Frédéric attendait que Suzanne disparaisse derrière la porte pour tourner ses regards vers le ciel afin d'admirer les multitudes étoiles qui brillaient. Entre-temps, Henri Payet était allé prendre son bain, changé de vêtement et se présentait un peu plus tard comme une personne soulagée, fraîche.
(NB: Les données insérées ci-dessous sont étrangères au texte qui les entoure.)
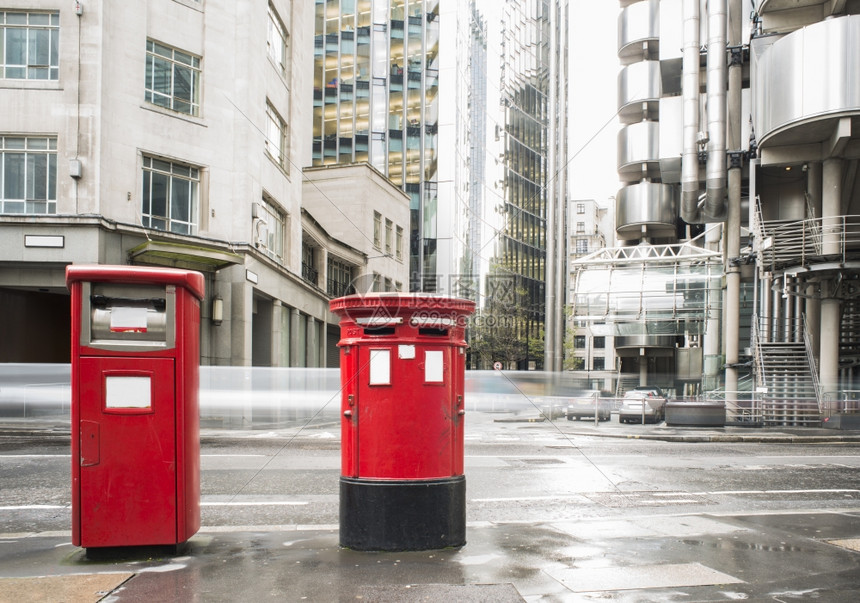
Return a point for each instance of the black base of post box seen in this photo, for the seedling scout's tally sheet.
(401, 515)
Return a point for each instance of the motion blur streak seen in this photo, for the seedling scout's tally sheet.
(266, 398)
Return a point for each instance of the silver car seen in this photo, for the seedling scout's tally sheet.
(584, 407)
(642, 404)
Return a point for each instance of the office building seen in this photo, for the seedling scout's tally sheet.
(174, 133)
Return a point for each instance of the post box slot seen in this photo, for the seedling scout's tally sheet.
(433, 366)
(380, 367)
(379, 331)
(124, 316)
(433, 332)
(101, 301)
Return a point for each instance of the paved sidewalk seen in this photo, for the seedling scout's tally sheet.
(698, 557)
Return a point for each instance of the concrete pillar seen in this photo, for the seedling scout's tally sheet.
(790, 328)
(311, 347)
(323, 344)
(294, 339)
(831, 311)
(731, 332)
(712, 339)
(278, 339)
(241, 317)
(831, 314)
(831, 207)
(813, 187)
(765, 319)
(813, 318)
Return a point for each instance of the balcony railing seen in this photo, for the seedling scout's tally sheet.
(812, 241)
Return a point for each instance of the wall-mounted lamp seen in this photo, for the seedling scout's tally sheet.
(217, 311)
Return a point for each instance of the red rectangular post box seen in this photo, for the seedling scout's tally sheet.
(402, 483)
(135, 421)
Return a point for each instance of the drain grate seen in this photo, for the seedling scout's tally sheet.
(647, 498)
(539, 461)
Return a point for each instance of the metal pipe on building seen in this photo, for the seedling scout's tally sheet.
(733, 213)
(690, 212)
(831, 308)
(716, 81)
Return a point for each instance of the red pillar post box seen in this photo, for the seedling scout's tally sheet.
(402, 485)
(135, 421)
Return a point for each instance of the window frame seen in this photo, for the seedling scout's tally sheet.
(193, 65)
(29, 68)
(277, 128)
(194, 177)
(31, 148)
(278, 46)
(275, 243)
(377, 230)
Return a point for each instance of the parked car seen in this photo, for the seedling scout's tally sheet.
(647, 402)
(584, 407)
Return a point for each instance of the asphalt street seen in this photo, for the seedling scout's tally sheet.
(562, 511)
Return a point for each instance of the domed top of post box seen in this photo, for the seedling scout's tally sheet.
(406, 305)
(144, 275)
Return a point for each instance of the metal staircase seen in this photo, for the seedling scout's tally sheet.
(787, 384)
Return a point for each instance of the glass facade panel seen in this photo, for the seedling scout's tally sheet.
(170, 192)
(172, 79)
(28, 173)
(29, 45)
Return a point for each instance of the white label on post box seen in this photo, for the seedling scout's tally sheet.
(433, 366)
(125, 319)
(128, 392)
(380, 367)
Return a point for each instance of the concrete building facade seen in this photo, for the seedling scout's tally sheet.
(167, 132)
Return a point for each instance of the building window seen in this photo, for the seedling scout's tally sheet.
(172, 78)
(29, 45)
(398, 244)
(377, 230)
(339, 278)
(170, 193)
(28, 173)
(389, 236)
(278, 42)
(270, 229)
(276, 138)
(309, 271)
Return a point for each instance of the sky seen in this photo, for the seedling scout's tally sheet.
(593, 99)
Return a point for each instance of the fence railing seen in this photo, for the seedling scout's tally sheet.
(803, 242)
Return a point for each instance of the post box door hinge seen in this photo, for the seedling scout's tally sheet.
(89, 443)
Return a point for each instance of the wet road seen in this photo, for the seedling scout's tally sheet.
(537, 472)
(555, 514)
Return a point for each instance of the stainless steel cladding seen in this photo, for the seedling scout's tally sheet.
(650, 205)
(639, 90)
(638, 30)
(807, 78)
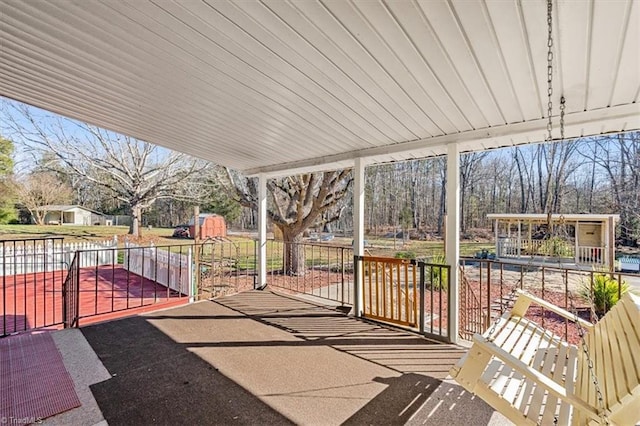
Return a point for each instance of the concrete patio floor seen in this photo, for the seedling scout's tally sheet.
(265, 358)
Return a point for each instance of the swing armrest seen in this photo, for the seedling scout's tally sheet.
(535, 376)
(530, 298)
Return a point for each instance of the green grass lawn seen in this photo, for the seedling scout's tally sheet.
(78, 233)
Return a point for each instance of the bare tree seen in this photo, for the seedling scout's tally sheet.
(37, 191)
(297, 203)
(131, 171)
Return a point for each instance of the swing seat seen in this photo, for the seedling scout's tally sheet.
(532, 376)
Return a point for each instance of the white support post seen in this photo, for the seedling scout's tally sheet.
(497, 237)
(611, 244)
(453, 237)
(358, 232)
(262, 231)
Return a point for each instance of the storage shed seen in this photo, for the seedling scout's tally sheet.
(211, 225)
(580, 239)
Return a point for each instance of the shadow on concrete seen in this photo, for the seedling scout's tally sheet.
(158, 381)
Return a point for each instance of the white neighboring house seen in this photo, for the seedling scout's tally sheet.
(71, 215)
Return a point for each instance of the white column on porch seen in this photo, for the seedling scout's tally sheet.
(262, 231)
(358, 231)
(577, 241)
(453, 237)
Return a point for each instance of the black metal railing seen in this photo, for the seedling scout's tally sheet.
(408, 293)
(31, 273)
(71, 294)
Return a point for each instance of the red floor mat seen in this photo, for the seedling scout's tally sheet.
(34, 382)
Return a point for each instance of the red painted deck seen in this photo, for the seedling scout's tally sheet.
(35, 300)
(35, 383)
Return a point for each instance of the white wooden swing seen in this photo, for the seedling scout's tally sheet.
(534, 377)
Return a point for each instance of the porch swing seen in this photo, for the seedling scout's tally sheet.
(532, 376)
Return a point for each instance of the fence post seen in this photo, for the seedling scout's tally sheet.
(421, 295)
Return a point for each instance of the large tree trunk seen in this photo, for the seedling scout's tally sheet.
(294, 252)
(136, 216)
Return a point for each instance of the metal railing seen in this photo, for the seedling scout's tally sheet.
(225, 267)
(491, 282)
(137, 277)
(408, 293)
(320, 270)
(71, 294)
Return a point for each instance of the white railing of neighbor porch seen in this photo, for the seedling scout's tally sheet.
(173, 270)
(46, 257)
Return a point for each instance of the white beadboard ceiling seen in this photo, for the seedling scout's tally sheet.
(279, 86)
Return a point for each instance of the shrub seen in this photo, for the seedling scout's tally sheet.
(603, 292)
(437, 276)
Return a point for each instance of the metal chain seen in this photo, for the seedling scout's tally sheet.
(549, 69)
(562, 106)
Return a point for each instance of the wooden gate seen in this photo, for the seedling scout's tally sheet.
(391, 290)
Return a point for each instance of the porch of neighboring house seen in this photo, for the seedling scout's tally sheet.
(582, 240)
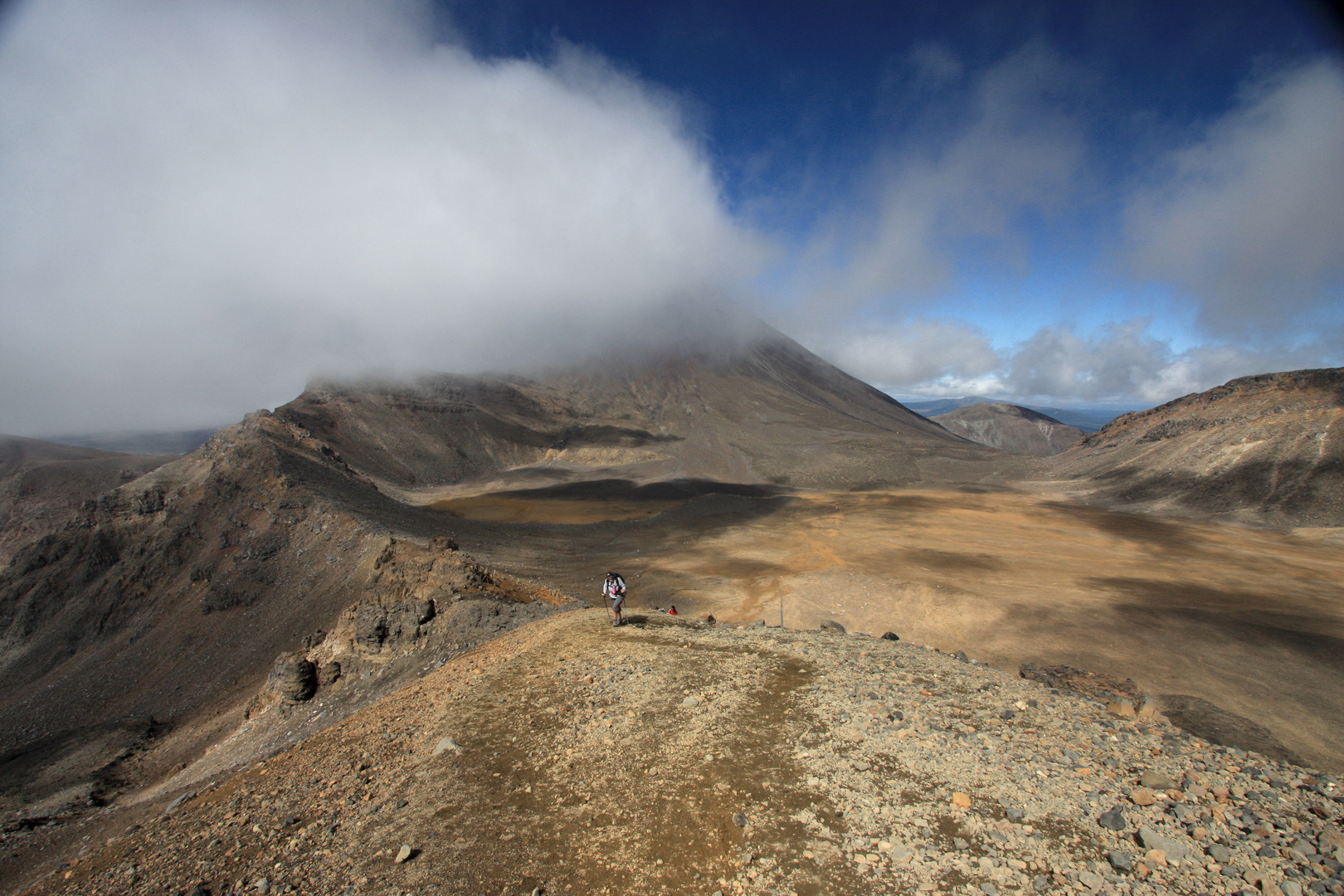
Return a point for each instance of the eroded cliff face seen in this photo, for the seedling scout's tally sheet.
(141, 629)
(43, 484)
(1266, 448)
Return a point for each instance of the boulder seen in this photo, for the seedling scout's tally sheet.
(329, 674)
(293, 677)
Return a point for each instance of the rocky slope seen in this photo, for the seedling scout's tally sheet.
(769, 412)
(1011, 427)
(1259, 448)
(145, 626)
(574, 758)
(43, 484)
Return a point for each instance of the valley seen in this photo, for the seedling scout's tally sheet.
(314, 563)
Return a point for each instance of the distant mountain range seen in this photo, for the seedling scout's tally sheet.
(149, 442)
(1089, 419)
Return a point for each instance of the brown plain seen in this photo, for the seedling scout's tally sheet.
(1249, 620)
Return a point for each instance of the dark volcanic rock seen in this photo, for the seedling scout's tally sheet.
(1222, 727)
(329, 674)
(293, 677)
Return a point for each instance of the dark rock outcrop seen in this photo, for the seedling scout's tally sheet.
(293, 677)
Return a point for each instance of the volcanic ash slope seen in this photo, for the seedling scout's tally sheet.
(1266, 448)
(1011, 427)
(670, 757)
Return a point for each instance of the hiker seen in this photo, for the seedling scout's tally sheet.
(615, 590)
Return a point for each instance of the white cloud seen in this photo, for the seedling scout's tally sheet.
(919, 351)
(203, 203)
(1121, 363)
(1249, 219)
(1018, 148)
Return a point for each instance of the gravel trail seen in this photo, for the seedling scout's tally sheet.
(671, 757)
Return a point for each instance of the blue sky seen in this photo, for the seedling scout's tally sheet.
(203, 204)
(806, 109)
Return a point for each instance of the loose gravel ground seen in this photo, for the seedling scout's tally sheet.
(670, 757)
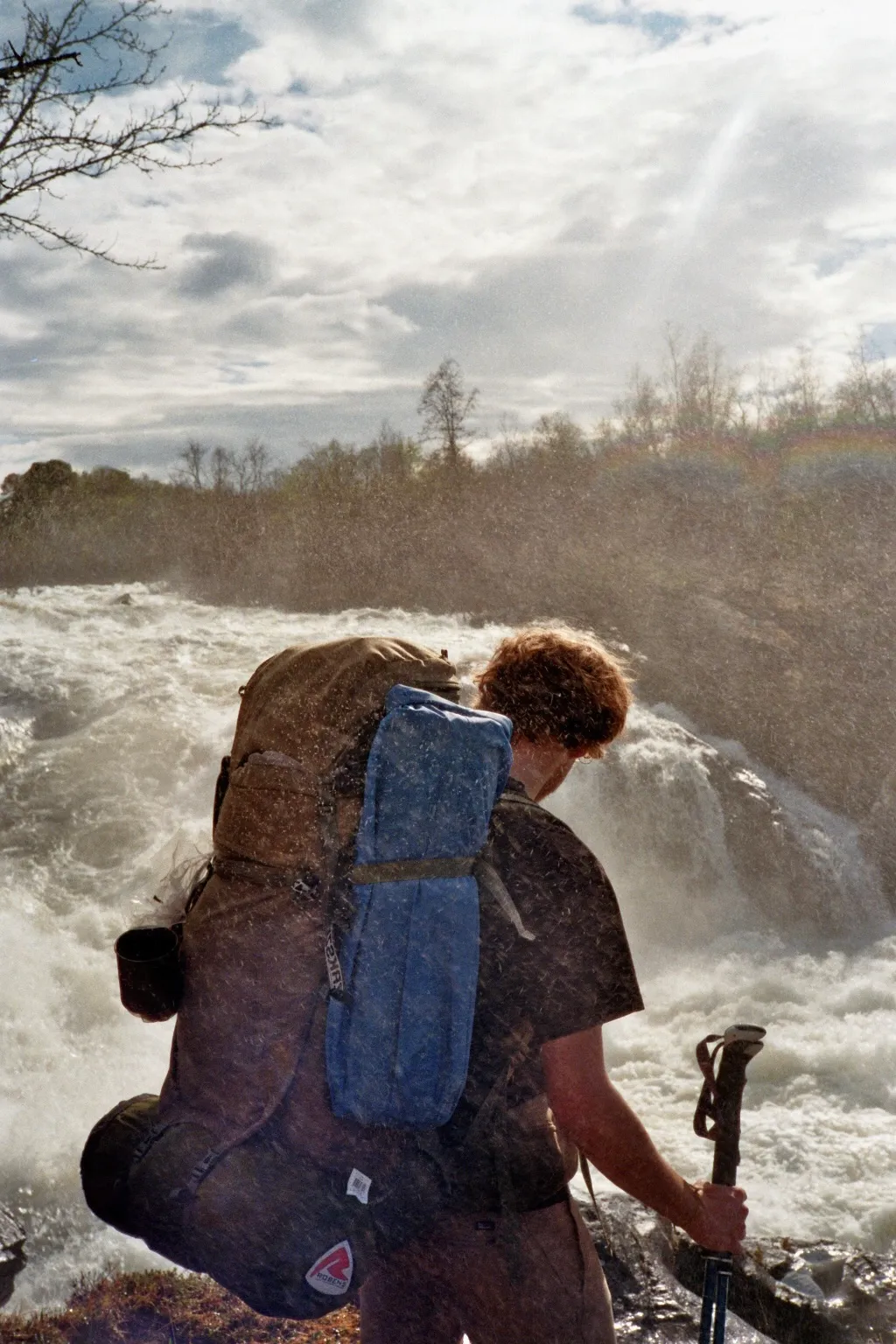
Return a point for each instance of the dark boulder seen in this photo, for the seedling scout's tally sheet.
(786, 1291)
(12, 1254)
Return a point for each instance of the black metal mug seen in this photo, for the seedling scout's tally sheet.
(150, 976)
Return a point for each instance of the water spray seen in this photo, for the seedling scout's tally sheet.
(720, 1100)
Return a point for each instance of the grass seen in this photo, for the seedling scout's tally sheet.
(163, 1306)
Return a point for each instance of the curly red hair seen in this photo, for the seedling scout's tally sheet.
(557, 683)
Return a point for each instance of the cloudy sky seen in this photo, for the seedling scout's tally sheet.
(531, 186)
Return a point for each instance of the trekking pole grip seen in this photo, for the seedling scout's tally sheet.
(722, 1096)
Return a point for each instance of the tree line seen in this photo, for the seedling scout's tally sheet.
(549, 518)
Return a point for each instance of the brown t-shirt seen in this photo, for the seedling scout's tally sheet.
(577, 972)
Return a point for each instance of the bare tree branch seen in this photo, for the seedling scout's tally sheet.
(54, 122)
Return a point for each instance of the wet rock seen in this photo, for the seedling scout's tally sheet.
(12, 1254)
(639, 1250)
(801, 1293)
(792, 1292)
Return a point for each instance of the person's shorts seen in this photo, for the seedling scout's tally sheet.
(473, 1276)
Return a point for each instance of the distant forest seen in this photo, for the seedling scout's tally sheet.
(690, 471)
(743, 546)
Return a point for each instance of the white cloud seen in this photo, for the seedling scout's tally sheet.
(516, 185)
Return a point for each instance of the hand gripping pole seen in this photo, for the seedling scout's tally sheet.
(718, 1118)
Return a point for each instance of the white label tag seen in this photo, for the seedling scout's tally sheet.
(332, 1273)
(359, 1186)
(333, 970)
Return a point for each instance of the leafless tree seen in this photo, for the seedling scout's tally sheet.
(866, 396)
(54, 122)
(798, 403)
(192, 471)
(444, 405)
(703, 391)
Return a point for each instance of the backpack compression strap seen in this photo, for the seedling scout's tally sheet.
(421, 870)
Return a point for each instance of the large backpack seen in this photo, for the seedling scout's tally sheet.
(296, 1140)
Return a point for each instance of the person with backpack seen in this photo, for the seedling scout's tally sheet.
(389, 988)
(512, 1261)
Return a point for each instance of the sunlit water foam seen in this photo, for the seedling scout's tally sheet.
(742, 897)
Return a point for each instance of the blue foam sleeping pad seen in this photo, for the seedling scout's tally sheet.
(398, 1042)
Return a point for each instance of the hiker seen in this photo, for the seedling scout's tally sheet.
(524, 1269)
(346, 1105)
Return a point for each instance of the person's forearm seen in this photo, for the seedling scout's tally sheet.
(620, 1146)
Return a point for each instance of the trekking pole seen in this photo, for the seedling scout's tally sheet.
(720, 1100)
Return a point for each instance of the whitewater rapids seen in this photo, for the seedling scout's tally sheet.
(745, 902)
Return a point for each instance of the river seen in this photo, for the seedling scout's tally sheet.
(745, 900)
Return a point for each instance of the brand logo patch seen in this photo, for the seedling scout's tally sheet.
(332, 1273)
(359, 1186)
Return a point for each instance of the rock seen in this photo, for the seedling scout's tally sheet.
(639, 1250)
(801, 1293)
(792, 1292)
(12, 1254)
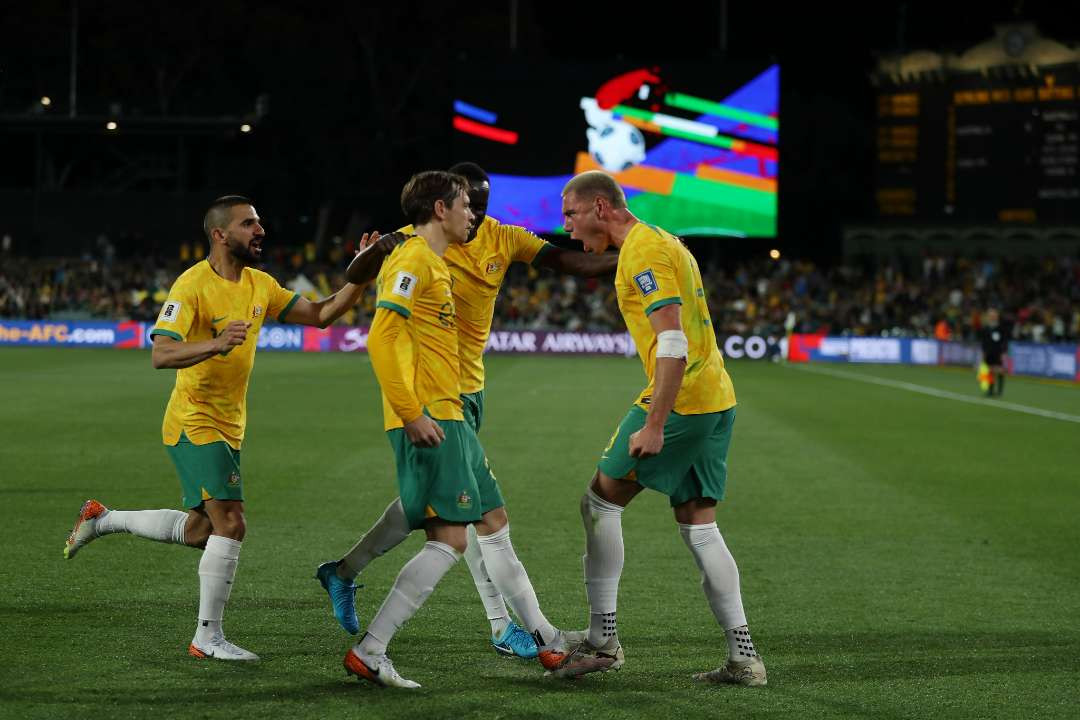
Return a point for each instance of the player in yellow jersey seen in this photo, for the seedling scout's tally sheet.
(207, 331)
(444, 480)
(477, 269)
(675, 437)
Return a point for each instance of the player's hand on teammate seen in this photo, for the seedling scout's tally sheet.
(233, 335)
(386, 243)
(424, 433)
(646, 443)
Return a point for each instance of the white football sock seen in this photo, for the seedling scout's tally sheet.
(165, 526)
(493, 600)
(603, 562)
(216, 570)
(719, 580)
(414, 584)
(509, 575)
(389, 531)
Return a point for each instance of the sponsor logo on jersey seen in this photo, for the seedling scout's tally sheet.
(646, 282)
(170, 312)
(404, 284)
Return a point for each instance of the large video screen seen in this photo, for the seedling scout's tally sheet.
(696, 147)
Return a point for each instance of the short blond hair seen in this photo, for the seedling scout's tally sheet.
(596, 184)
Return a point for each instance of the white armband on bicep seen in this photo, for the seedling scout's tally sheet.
(672, 343)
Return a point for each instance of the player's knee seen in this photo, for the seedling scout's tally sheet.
(232, 527)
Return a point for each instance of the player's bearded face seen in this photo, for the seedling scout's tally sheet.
(478, 195)
(244, 235)
(460, 220)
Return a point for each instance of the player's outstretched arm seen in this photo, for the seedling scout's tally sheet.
(373, 250)
(420, 430)
(671, 364)
(576, 262)
(321, 313)
(169, 353)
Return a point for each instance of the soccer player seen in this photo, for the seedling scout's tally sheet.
(994, 342)
(477, 269)
(674, 438)
(443, 476)
(207, 331)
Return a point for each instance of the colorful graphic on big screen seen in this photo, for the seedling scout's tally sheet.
(694, 147)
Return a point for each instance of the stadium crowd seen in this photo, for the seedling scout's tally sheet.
(934, 296)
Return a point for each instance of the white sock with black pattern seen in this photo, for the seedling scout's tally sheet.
(164, 526)
(603, 562)
(415, 583)
(489, 595)
(389, 531)
(719, 580)
(509, 575)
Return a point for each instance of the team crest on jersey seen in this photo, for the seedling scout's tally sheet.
(171, 311)
(646, 282)
(404, 284)
(446, 315)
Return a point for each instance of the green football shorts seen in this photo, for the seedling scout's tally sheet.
(453, 481)
(207, 472)
(693, 462)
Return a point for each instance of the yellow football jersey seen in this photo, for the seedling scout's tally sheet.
(655, 270)
(415, 283)
(478, 268)
(210, 399)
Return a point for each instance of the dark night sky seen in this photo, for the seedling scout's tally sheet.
(358, 94)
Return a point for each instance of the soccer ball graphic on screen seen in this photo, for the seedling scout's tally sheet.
(613, 144)
(616, 145)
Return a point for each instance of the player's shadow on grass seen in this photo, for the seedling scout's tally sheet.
(883, 655)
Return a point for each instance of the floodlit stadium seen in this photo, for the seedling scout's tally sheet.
(767, 352)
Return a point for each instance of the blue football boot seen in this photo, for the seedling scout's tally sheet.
(515, 641)
(342, 596)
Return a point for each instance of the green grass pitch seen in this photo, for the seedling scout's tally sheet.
(902, 555)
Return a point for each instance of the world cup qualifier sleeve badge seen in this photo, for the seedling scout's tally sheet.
(646, 282)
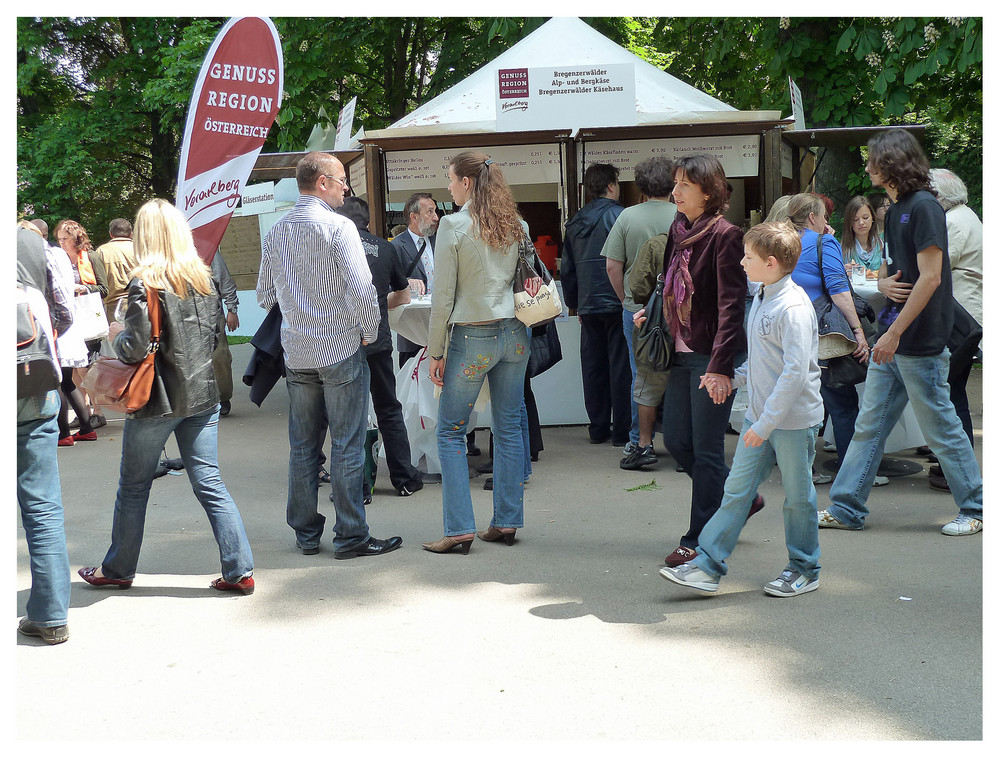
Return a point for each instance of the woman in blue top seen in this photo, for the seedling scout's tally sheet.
(808, 214)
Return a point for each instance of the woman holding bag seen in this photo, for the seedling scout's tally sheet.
(475, 258)
(704, 289)
(184, 399)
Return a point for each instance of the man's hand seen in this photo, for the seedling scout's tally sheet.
(437, 371)
(885, 348)
(895, 290)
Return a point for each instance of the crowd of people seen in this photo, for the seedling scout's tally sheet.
(739, 308)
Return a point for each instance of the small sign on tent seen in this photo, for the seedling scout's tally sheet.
(565, 97)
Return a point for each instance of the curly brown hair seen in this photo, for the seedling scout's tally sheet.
(494, 213)
(896, 155)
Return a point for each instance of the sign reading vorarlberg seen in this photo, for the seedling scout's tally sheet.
(235, 102)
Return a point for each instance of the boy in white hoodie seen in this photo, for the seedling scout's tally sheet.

Frédéric tenait dans sa main un verre de jus à moitié rempli et se tournait vers son ami quand ce dernier appela Suzanne qui accourait et se présentait devant la porte:
— Oui patron.
— Va dans la cave et emmène moi une bouteille de vin rangée sur les étagères au fond. Fais vite petite et ensuite prends deux verres quand tu passes dans la cuisine.
— Oui patron.
— C'est une fille superbe. J'ai déjà trouvé un jeune homme travailleur pour la marier. Je lui ai parlé et il est d'accord mais je préfère attendre encore un peu. Je pense aussi. Sans elle comment est-ce que nous allons faire? Elle est comme notre propre fille. J'ai déjà pensé de la donner cette maison qui se trouve tout près du bassin. Elle est encore en bon état et n'est pas loin d'ici. Elle pourra venir travailler chez nous. Son futur mari s'occupera des terres. Je leur donnerai une parcelle de terre pour qu'ils puissent planter, élever des animaux et vivre. Bien, maintenant je suis prêt à t'écouter. Qu’as-tu à me dire de si personnel.
— Et bien il s'agit de la fille de Mme Hoarau, l'épouse du docteur, ton ex-propriétaire.
— Mon ex-propriétaire et mon patron. Puisque je m'occupe encore de ses distilleries. Et qu'est-ce qui se passe avec sa fille? Ne me dis pas que tu es tombé amoureux d'elle.
— C'est justement le cas.
— Et qu'attends-tu de moi?
— Présentez-moi à cette famille.
— Te présenter à cette famille? Il faut que je trouve un bon prétexte. Et si tu veux être un bon prétendant, tu as intérêt de faire bonne impression la toute première fois. Mais je ne promets pas que tout puisse se passer bien. Si tu veux être présenté, ce n'est pas vraiment un problème. Il y existe tellement d'occasions que ce n'est pas cela qui va nous manquer. Et tu as intérêt de te mettre sur tes gardes et d'être sûr où tu mets les pieds. Je connais cette famille de longue date et tu dois toujours t'attendre à des surprises.
— Et si tu me parles un peu de cette famille que tu connais si bien, peut-être que je comprendrai davantage ce que je dois faire.